Según varios informes periodísticos, Kimche ha sido fundamental en su nuevo trabajo para la expansión de las exportaciones de armas israelíes a China, estimandose que alcanzó casi tres millones de dólares en la última década. Kimche es un visitante frecuente de los Estados Unidos y, en entrevistas recientes con la prensa israelí, ha advertido que, basándose en sus conversaciones con funcionarios de la administración, el presidente George Bush no ha renunciado a su objetivo de presionar a Israel a adoptar una postura más moderada sobre la cuestión de Palestina.

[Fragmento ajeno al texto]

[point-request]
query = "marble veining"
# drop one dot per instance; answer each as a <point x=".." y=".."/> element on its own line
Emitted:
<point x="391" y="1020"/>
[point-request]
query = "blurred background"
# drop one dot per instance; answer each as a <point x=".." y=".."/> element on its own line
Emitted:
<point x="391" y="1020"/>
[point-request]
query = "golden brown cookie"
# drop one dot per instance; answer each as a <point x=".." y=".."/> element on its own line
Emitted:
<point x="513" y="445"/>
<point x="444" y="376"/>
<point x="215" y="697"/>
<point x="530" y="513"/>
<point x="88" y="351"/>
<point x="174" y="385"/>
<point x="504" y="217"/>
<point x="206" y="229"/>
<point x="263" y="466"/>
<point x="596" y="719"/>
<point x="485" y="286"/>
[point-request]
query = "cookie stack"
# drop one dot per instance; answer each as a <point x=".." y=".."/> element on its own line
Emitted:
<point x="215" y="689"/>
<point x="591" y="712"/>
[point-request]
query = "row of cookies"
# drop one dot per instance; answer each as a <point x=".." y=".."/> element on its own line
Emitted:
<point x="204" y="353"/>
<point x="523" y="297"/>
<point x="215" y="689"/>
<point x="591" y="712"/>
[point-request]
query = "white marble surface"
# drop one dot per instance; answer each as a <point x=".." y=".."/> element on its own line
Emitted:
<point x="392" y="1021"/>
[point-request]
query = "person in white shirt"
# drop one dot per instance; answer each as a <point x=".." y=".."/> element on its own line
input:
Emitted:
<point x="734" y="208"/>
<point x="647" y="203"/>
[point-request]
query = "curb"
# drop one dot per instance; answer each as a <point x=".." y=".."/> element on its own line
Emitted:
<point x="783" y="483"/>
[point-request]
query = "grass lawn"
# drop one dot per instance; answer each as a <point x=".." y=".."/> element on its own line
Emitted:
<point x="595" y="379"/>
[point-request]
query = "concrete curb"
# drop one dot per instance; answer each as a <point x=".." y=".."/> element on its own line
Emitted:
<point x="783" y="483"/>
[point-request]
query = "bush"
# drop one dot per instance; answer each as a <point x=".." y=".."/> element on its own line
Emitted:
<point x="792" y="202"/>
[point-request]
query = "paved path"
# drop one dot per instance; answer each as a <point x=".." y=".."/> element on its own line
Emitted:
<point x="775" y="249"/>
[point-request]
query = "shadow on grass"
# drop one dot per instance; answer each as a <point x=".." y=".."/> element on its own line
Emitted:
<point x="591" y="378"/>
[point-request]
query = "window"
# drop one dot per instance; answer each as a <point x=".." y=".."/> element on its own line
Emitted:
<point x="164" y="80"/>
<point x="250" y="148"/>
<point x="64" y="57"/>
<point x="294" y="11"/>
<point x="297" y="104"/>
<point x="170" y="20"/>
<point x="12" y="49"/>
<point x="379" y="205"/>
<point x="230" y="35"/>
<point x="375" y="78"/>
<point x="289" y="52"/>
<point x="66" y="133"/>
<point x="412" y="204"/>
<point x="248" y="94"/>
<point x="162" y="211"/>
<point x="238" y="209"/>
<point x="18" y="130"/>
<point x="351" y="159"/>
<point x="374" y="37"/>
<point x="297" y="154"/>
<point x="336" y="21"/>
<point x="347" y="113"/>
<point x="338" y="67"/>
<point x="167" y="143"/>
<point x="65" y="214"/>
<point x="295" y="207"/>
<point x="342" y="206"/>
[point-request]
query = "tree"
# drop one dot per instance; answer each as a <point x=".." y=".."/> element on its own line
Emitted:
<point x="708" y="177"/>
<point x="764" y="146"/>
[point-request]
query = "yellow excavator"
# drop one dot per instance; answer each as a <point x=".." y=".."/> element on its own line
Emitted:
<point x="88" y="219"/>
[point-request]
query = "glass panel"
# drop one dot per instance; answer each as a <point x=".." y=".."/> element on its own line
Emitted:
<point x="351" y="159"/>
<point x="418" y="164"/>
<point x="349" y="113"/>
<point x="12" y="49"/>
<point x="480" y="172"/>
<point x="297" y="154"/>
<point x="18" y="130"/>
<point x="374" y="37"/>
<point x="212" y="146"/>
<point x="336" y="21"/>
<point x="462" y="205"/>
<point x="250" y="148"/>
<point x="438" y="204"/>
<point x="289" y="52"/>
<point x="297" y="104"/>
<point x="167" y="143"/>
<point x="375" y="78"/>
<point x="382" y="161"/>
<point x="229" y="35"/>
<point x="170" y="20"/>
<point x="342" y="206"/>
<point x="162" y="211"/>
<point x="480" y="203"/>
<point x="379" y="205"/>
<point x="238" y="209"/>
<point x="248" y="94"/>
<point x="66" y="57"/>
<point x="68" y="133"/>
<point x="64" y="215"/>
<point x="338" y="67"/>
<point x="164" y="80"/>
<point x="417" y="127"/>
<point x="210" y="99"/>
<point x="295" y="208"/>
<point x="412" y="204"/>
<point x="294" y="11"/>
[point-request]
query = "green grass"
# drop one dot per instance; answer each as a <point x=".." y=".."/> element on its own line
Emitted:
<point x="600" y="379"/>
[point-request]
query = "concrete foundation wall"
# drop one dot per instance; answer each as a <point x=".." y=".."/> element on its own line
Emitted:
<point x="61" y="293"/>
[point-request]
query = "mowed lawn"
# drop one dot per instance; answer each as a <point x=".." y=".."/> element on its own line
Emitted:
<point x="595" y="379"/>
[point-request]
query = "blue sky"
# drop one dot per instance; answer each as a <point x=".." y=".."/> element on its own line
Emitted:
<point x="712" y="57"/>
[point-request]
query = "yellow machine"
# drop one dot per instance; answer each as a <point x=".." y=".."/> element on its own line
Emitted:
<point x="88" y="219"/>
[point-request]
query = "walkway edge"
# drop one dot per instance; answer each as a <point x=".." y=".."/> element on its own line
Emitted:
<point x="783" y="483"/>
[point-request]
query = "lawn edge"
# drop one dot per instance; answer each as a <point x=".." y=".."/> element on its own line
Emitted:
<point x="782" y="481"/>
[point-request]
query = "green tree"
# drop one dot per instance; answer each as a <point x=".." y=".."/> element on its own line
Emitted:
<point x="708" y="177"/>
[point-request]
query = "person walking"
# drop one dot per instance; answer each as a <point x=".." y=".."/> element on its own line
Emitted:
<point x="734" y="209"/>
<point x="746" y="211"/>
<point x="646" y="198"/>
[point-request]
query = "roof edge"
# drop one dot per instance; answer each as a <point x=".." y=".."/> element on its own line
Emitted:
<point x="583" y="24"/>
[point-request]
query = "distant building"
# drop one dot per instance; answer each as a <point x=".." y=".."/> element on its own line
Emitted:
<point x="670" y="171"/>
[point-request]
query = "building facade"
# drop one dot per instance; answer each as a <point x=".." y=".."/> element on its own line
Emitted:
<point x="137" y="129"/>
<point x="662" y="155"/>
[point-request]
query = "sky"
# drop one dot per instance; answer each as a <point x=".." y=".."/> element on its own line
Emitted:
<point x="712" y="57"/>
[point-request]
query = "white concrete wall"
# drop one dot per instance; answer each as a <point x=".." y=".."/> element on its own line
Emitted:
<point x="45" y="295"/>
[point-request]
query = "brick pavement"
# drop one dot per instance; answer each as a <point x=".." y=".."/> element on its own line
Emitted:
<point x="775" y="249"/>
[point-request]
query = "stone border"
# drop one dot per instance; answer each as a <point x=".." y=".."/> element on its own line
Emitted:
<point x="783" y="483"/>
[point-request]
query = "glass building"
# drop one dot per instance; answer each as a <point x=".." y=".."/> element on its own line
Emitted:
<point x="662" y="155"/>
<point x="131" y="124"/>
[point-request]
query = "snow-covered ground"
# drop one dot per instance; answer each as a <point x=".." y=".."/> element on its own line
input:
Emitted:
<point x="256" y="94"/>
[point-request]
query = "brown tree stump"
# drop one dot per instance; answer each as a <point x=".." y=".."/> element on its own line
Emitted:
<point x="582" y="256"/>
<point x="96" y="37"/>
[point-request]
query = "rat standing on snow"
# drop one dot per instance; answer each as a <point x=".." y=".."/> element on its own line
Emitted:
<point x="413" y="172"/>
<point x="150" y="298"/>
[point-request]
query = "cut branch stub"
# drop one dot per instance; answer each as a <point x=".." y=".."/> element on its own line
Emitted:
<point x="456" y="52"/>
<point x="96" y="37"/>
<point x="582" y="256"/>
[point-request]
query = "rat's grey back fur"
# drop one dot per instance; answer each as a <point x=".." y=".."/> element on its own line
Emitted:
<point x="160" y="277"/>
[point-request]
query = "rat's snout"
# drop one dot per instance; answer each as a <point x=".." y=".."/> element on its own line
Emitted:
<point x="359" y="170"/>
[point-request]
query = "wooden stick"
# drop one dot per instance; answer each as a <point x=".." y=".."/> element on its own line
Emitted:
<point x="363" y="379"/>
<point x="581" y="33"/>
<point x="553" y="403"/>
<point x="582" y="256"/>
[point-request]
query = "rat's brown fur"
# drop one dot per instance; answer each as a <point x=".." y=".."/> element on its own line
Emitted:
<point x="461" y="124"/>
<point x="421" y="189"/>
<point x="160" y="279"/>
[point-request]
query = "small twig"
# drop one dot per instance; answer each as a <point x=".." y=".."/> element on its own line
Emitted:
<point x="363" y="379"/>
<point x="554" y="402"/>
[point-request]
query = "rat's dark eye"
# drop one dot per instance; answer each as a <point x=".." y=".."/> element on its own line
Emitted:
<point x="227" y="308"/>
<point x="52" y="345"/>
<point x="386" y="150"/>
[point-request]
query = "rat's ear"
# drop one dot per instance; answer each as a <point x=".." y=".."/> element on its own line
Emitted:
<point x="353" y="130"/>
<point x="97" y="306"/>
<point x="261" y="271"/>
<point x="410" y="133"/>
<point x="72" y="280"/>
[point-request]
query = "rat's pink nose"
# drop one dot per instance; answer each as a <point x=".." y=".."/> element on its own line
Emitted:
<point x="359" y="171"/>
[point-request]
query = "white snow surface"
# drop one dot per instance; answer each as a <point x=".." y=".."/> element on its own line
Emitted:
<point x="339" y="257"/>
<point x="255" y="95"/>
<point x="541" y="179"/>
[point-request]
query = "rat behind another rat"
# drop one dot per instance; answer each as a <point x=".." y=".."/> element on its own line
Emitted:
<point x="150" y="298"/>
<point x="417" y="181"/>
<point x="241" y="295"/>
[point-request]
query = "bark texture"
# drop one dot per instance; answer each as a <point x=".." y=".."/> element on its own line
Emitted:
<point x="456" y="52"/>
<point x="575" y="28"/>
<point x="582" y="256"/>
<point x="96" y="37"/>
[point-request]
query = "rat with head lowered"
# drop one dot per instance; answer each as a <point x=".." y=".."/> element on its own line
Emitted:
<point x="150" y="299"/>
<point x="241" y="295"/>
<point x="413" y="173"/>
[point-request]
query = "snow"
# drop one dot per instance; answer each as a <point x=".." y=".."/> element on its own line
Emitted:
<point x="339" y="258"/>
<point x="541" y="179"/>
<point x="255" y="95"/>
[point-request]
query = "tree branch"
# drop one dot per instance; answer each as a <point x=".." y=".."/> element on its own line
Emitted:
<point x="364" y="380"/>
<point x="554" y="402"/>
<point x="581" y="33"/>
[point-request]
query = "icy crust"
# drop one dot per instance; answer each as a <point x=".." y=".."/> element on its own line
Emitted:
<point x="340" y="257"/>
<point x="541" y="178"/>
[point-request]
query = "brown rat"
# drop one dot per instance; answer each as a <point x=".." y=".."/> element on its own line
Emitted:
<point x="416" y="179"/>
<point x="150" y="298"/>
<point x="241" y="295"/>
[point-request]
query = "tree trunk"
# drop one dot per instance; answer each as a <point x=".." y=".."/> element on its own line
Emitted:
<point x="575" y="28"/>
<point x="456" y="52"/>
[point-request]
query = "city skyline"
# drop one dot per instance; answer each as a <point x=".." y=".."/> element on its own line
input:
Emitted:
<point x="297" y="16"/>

Esta presión norteamericana se ve obligada para compensar la actual política israelí; los líderes de los laboristas intentan culpar a la intransigencia del Likud en la espiral descendente en las relaciones de EE.UU. e Israel, y el Likud trata de encender nuevos conflictos geopolíticos para frenarla. Este entorno favorece a los actores como Kimche, cuyas frecuentes visitas a Teherán indican que, quizá, Kimche nunca ha abandonado su sueño de dirirgir al resistente e imprevisible Mossad, y ve ahora el momento de hacer ese sueño realidad.

Leon T. Hadar enseña en la Escuela de Servicio Internacional en la American University y es el autor del libro “De la Guerra Fría a la Guerra del Golfo: Romance del paradigma de Oriente Medio”.